So another Christmas has past and New Years Eve is only a few days away. Everyone is busy planning or setting intentions for the things they hope to achieve in the 2016 - or trying to decided how to bring it in.
I'm not really one for big New Years Eve parties, and to be honest I hope to spend the night at home with a couple of my besties watching Madonna movies and drinking Sailor Jerry's in my pyjamas.
But before any of that happens, I like to spend some time reflecting on the year that was. I think that this is really important, because it's really easy to just allow the days to float on by with indifference, but when I stop and take stock I'm always struck by just how much has happened.
To put it bluntly, 2015 has been one hell of a strange beast.
There have been challenges, tears, fears and moments of depression, but on the whole this year has been amazing.
On The Business Front
It's been almost 12 months since I hosted my first ever live group coaching event, 'A Rad Bitch Tea Party', and I've since gone on to host events in 3 major Australian cities, including my first sold out workshop in Brisbane.
I spoke at both The Artful Business Conference, and The Brisness Women's Breakfast with Rachelle Panitz.
Launched a You Tube channel, and stepped into the world of hosting live online events - something I've recently started doing again.
The Rad Bitch Girl Gang has grown and it still blows me away that so many incredible and creative women feel so safe to share and connect in there.
2015 has seen me work towards and achieve some huge goals like stepping away from my Nanny job after almost 6 years, and face some huge fears like speaking about my experience in an abusive relationship.
I've worked with and alongside some seriously incredible women, and thanks to the power of the internet and social media, I've connected with awesome babes like Anastasia Amour, and I totally fangirled when Harnaam Kaur commented on one of my facebook posts.
I think that the experience that I'm most grateful for and blown away by, has also been the most surprising, yet seemingly simple. Earlier in the year I joined in on Gala Darling's Radical Self Love Instagram Challenge, one of the prompts around halfway into the challenge was to share a #NOMAKEUPSELFIE. On the surface, this probably doesn't seem like that big a deal - especially considering that I share photos of myself in my pyjamas and without make up pretty frequently.
This became a big deal because I chose to share an incredibly honest photo - one that I would probably never have shared otherwise. The lighting was harsh, my hair was messy and I stood in front of a bright white wall, so every single wrinkle and remaining spot of my hemangioma stood out.
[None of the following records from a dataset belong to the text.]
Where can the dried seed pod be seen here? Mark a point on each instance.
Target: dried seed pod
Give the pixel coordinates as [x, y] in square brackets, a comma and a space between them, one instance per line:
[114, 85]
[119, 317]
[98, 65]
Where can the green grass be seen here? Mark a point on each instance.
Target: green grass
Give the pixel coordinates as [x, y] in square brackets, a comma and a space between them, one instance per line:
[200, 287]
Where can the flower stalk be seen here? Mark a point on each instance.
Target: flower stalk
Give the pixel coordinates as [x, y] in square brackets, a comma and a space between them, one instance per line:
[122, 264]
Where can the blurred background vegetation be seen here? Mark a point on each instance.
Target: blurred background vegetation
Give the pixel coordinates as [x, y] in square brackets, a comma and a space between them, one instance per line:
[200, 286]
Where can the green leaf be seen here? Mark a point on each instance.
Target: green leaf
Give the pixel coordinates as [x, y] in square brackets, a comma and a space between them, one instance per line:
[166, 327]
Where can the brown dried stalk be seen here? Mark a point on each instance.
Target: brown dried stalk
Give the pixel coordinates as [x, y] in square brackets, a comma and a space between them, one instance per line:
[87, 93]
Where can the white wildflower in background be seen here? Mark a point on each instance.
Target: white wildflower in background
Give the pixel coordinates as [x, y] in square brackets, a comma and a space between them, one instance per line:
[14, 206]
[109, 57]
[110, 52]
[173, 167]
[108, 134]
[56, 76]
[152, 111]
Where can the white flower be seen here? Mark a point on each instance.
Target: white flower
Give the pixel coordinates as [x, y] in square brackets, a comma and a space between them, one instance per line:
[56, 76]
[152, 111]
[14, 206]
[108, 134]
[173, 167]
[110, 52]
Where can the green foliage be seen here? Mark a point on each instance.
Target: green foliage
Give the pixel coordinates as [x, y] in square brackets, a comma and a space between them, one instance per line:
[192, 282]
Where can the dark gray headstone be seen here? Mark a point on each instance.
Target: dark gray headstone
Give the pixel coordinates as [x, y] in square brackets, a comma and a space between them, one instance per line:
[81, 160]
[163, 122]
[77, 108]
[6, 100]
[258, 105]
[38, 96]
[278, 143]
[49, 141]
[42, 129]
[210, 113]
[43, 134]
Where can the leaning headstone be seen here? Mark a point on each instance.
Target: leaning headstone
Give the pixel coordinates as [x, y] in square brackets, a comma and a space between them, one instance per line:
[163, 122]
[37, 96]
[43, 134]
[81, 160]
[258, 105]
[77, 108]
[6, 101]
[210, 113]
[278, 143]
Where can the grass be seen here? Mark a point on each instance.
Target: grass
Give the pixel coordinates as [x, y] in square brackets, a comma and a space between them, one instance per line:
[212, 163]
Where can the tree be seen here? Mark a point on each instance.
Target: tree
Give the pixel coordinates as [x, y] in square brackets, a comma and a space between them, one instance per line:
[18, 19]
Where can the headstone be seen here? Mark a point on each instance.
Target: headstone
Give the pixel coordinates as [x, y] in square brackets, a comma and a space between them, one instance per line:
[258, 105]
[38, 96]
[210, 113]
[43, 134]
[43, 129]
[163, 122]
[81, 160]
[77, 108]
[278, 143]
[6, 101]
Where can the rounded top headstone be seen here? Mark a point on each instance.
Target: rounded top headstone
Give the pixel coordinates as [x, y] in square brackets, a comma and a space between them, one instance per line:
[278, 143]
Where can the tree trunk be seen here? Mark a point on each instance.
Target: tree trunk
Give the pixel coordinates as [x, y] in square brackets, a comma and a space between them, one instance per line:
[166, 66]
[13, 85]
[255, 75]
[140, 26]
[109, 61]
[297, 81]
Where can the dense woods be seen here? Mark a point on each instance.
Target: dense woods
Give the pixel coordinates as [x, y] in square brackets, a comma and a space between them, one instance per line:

It was also the first time I used, or looked at the hashtags #HEMANGIOMA or #STRAWBERRYMARK.
This was the day that I realised that medical and surgical treatments of vascular birthmarks are not only still a thing - but that they've become a really common thing.
This was the day that I realised just how much fear lives in the hearts of parents of babies with strawberry marks, and how much the medical industry is preying on those fears.
This was the day that I felt as if I needed to start sharing more of this part of my story on Instagram.
I'm honestly so glad that I stepped so far out of my comfort zone to do that, as I've had way more parents than I ever anticipated reach out to me.
The thing I'm most proud of this year, is that the very first mum who reached out has gone from editing her daughters hemangioma out of photos because she was afraid of what her people might think, to feeling so confident that she's started writing and sharing photos of her gorgeous little girl publicly.
One of my absolute favourite things about working for myself is the freedom to collaborate when and how I choose, and to support the businesses of people I love. Most recently, that's been the Rad Bitch Hot Mess collaboration with my Best Girl, Emma. There is soooooo much yet to come, and I'm seriously so goddamn excited to get stuck into creating and writing new things!
On The Personal Front
Personally this year has brought some mental health ups and downs, but nothing too overwhelming. On the whole, I feel as though I've become fairly good at recognising what I need in each moment and respecting that.
I'm also incredibly grateful that I have a partner like Jordan who makes the effort to understand, but also knows that sometimes there's nothing more to do than just be here. He challenges, encourages and supports me while bringing healthy doses of his own brand of Real Talk every now and then.
This year we've travelled around our own city like tourists, explored the state and created big dreams for our future. Together we've celebrated more weddings and birthdays, he's spun me around on dance floors while we've grinned and laughed hysterically, and we've talked late into the night.
I've reconnected with old friends, re-established old friendships, and started to heal some old hurts.
On The Year Ahead
Twenty-Sixteen is a year of Making Shit Happen.
It's going to be a year of pulling up my socks, doing the fucking work, and reaching as many people as possible.
I'm excited about hosting more events, both on line and live in person.
There will be more collaborating, more expanding, more growth.
I'm committing to having my writing published for a wider audience, working with more one on one coaching clients, and embarking on new adventures.
In the short term, I've decided to take the first week of the year off social media in order to focus on creating, holding sessions with clients, reading the books I was given for Christmas, connecting with the people I love and maybe even catching a movie.
I want to take this opportunity to thank every single one of you who has come along for the ride so far, your support means so, so very much.
Wishing you all a happy, safe and abundant 2016.